Asked about the weapons the Croatians used to destroy buildings, Berikoff said that these were “appropriate” for the purpose, and that he would have used the same himself.



He also allowed the possibility that the collateral damage in Knin could have been caused not by the Croatians, but by the “other side”.



“The Serb forces could have used missile launchers to protect their withdrawal,” he said.



During his testimony, Berikoff said that he thought some estimates of the number of civilians killed in Knin during the offensive had been exaggerated.



At the time of Operation Storm, Berikoff wrote in his diary that he had seen between 300 and 400 dead civilians in Knin. He later removed the entry from the diary.



“I distanced myself from that estimate, because I did not see the bodies,” he said in response to questioning by Gotovina’s lawyer.



The witness explained he had got the information from his superior, Colonel Andrew Leslie, who has already testified in the trial.



“Many people, including me, had a tendency to exaggerate.
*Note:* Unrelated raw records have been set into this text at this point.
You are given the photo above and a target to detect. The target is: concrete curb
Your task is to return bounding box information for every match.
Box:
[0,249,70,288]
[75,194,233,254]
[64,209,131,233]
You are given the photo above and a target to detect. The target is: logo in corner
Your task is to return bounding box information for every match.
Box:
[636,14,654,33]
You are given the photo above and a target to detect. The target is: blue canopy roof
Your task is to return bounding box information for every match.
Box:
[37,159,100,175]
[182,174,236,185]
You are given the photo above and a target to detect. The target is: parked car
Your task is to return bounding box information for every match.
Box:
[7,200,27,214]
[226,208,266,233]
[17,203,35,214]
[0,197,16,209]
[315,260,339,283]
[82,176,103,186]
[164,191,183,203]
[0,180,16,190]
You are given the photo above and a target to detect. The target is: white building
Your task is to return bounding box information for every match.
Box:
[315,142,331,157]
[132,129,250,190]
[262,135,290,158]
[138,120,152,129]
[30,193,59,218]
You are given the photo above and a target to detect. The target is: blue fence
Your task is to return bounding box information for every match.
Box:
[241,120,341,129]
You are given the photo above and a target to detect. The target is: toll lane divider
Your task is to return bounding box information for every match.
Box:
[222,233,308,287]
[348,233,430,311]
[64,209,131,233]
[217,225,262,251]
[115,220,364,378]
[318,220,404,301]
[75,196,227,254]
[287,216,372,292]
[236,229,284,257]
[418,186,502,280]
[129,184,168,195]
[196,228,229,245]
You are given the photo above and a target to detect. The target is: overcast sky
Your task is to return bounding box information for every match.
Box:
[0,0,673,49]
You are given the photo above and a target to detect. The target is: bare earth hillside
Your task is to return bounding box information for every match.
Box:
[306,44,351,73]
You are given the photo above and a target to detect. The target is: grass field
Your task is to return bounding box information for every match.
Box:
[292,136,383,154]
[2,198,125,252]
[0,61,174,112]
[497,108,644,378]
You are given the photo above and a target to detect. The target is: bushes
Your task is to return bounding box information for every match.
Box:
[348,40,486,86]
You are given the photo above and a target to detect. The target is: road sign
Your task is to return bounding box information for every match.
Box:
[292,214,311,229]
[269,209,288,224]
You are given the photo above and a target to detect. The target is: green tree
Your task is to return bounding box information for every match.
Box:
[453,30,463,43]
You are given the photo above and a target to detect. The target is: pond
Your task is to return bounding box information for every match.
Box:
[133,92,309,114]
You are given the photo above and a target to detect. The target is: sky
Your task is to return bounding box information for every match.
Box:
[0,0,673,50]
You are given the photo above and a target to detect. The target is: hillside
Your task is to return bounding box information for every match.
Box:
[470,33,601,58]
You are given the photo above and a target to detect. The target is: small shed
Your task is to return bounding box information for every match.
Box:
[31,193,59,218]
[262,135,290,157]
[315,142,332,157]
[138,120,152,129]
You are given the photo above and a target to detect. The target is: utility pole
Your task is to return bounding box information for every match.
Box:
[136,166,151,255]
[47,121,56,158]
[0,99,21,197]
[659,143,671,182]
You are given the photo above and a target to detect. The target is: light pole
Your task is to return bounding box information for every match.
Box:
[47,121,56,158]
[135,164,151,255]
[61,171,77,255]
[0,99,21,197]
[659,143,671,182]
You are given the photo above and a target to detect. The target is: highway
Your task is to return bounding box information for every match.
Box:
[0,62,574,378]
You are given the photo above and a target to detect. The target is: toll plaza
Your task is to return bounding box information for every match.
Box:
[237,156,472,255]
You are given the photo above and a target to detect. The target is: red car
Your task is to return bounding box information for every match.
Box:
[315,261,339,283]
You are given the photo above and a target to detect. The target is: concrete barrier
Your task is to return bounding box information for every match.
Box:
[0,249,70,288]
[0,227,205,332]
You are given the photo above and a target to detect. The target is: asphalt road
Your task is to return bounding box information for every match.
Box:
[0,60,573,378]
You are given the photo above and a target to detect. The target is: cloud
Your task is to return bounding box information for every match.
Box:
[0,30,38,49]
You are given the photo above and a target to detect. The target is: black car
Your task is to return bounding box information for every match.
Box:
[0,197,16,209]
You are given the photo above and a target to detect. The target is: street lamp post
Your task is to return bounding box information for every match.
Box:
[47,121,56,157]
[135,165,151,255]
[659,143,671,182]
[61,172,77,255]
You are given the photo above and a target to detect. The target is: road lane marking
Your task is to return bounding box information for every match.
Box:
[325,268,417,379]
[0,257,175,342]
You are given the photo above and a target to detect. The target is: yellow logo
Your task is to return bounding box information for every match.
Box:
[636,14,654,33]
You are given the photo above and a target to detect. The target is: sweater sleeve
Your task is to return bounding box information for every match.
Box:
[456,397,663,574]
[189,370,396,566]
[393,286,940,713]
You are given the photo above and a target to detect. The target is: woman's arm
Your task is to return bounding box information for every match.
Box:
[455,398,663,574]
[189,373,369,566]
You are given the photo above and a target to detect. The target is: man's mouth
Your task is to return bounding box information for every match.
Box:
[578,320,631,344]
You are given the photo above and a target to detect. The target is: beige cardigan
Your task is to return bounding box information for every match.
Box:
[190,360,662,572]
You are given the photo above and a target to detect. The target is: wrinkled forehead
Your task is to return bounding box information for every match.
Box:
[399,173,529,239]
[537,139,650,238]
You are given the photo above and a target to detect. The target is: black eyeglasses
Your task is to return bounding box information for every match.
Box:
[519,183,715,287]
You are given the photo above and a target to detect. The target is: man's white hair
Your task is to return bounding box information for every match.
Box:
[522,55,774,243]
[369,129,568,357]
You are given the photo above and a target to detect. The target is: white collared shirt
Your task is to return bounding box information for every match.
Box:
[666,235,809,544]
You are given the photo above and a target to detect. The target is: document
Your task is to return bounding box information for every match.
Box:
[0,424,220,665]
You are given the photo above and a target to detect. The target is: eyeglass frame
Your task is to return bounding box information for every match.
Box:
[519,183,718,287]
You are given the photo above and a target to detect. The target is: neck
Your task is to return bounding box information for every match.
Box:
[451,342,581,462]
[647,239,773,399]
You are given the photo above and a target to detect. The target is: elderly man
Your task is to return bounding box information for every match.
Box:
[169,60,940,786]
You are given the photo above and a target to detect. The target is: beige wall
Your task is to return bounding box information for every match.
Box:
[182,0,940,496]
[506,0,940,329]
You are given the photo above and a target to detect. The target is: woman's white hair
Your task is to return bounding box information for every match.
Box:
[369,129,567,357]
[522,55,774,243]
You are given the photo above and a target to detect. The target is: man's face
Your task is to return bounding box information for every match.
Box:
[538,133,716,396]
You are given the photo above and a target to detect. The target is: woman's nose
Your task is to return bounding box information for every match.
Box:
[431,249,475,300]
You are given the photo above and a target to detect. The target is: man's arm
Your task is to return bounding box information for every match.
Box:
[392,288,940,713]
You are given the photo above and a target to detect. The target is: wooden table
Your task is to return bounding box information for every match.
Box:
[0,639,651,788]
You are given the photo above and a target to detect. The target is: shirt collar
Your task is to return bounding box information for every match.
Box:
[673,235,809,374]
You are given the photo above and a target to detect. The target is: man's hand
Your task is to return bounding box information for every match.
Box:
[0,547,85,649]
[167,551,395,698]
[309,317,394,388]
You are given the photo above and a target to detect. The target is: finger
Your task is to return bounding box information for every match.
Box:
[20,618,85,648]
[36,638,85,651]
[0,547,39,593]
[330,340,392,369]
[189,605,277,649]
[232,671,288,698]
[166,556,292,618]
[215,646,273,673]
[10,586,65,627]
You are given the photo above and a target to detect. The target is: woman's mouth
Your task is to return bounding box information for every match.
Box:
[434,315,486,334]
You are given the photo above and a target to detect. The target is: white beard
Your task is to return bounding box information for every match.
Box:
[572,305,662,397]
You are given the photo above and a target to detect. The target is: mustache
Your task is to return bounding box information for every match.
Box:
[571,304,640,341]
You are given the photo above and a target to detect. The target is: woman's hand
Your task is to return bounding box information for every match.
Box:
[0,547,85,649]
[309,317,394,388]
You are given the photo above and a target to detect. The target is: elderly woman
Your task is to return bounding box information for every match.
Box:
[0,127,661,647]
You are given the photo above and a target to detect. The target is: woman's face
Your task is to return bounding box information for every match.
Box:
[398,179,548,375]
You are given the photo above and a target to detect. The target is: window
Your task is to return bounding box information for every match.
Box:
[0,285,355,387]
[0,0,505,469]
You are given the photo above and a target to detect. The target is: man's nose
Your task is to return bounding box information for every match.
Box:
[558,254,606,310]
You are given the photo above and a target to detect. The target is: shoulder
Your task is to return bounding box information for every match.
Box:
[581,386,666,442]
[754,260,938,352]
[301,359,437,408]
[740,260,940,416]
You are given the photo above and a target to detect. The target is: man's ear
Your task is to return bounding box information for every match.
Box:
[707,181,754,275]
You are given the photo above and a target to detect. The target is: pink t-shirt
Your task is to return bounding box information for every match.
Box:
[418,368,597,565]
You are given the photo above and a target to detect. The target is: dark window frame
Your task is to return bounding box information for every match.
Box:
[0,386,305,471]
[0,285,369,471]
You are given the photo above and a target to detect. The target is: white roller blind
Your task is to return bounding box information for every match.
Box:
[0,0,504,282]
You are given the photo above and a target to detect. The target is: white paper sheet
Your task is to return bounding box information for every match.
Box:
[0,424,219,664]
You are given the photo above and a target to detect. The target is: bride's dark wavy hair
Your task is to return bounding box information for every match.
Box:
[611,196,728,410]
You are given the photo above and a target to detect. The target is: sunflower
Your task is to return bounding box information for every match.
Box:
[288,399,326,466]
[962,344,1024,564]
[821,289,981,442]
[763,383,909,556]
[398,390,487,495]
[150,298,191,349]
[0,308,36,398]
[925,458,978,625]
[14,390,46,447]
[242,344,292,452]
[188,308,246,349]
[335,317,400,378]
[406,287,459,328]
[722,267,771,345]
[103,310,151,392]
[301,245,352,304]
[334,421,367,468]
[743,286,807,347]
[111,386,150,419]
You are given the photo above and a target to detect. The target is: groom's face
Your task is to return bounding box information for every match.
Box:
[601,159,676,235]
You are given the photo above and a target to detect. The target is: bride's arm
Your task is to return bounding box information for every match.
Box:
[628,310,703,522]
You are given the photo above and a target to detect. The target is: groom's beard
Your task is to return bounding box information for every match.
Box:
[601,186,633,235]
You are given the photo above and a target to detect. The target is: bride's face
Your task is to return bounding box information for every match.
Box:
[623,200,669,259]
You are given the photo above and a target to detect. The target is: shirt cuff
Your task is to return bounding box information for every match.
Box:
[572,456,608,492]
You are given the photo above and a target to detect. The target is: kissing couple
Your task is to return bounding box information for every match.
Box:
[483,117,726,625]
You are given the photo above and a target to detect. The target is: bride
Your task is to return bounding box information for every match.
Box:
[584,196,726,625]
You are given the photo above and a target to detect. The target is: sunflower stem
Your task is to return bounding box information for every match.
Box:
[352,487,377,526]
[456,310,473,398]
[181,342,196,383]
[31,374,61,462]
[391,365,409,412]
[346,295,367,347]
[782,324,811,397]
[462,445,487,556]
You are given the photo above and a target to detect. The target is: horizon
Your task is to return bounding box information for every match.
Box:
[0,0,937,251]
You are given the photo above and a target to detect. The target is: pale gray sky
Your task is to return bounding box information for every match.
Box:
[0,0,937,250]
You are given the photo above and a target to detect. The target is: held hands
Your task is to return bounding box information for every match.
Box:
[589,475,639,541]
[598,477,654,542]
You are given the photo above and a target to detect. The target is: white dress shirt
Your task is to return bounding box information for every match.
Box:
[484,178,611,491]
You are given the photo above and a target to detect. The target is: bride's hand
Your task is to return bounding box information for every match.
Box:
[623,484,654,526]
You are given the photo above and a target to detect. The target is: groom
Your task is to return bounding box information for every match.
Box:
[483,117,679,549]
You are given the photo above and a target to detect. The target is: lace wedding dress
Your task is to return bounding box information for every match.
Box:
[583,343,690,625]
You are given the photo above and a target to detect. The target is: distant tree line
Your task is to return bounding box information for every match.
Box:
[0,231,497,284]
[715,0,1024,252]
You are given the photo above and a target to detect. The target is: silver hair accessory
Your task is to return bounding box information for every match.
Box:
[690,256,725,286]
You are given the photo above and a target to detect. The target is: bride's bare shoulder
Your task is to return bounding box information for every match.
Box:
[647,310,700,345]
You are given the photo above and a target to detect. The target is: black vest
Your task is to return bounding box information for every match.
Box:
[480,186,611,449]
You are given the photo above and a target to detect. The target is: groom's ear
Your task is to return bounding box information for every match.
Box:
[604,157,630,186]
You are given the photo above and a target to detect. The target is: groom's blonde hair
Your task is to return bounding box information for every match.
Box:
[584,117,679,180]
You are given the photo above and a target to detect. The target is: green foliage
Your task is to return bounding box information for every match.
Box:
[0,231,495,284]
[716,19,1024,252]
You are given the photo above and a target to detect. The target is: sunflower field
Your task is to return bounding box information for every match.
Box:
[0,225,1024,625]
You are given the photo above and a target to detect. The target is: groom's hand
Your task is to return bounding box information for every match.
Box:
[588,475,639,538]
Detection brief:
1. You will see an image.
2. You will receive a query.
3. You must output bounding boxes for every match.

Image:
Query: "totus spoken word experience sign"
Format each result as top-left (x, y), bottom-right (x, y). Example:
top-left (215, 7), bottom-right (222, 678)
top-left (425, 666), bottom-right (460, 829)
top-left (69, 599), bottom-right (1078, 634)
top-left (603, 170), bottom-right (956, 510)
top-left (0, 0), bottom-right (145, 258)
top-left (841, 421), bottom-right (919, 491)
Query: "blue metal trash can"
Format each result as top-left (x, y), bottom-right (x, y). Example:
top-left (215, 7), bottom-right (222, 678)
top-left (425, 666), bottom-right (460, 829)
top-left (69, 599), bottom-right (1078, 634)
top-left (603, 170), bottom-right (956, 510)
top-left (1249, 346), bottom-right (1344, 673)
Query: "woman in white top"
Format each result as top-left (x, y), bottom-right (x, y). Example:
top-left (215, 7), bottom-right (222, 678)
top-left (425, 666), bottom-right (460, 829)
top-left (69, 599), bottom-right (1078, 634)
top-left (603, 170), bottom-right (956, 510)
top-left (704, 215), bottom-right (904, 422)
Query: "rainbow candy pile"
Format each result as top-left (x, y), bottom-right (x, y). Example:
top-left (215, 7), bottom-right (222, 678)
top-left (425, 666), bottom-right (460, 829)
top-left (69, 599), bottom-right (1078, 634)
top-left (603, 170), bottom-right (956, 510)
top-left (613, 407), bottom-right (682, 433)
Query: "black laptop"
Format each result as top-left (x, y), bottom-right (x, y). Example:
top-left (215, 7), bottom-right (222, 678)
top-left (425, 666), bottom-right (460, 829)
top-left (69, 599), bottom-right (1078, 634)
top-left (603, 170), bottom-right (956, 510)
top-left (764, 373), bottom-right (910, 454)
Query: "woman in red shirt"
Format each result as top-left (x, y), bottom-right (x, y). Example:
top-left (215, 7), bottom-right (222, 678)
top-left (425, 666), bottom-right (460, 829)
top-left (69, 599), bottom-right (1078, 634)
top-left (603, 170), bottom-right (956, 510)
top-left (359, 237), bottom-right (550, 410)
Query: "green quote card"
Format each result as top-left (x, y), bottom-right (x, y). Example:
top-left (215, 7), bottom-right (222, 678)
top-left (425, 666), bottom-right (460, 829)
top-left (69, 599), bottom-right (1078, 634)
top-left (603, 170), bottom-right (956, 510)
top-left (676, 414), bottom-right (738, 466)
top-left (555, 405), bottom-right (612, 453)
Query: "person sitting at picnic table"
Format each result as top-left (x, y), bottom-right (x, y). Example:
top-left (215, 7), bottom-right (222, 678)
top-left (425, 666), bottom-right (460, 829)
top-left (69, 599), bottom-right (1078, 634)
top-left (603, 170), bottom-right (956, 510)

That piece of information was an exaggeration,” said Berikoff.



On August 4 and 5 1995, Berikoff went into town several times and saw about 15 or 20 wounded people in and around the hospital. Some of them appeared to be soldiers, while others were only partially dressed in camouflaged uniform, said the witness.



Gotovina’s lawyer showed him a statement by another international official saying that the schoolhouse, situated next to the police station in Knin, served as lodgings for 500 Serb combatants.



“I was not interested and it was not my duty to establish what individual buildings were used for,” replied the witness.



Berikoff confirmed that the Canadian UN battalion was dispatched to the Knin hospital on August 4 to evacuate the wounded. Asked if those were soldiers, he said there were military-aged men among them.



At the end of his testimony, the witness told the court that on there were some local gangs on the ground that were beyond the control of the Croatian army and were “many times even better equipped than [the] military”.



Berikoff went on to say that those paramilitary gangs “showed disobedience” and “acted differently from the military”.



“It is like that everywhere, from Somalia to the rest of the world,” he said, indicating that these units were loyal to local warlords and not to the regular Croatian military.



The trial continues next week.



Goran Jungvirth is an IWPR-trained journalist in Zagreb.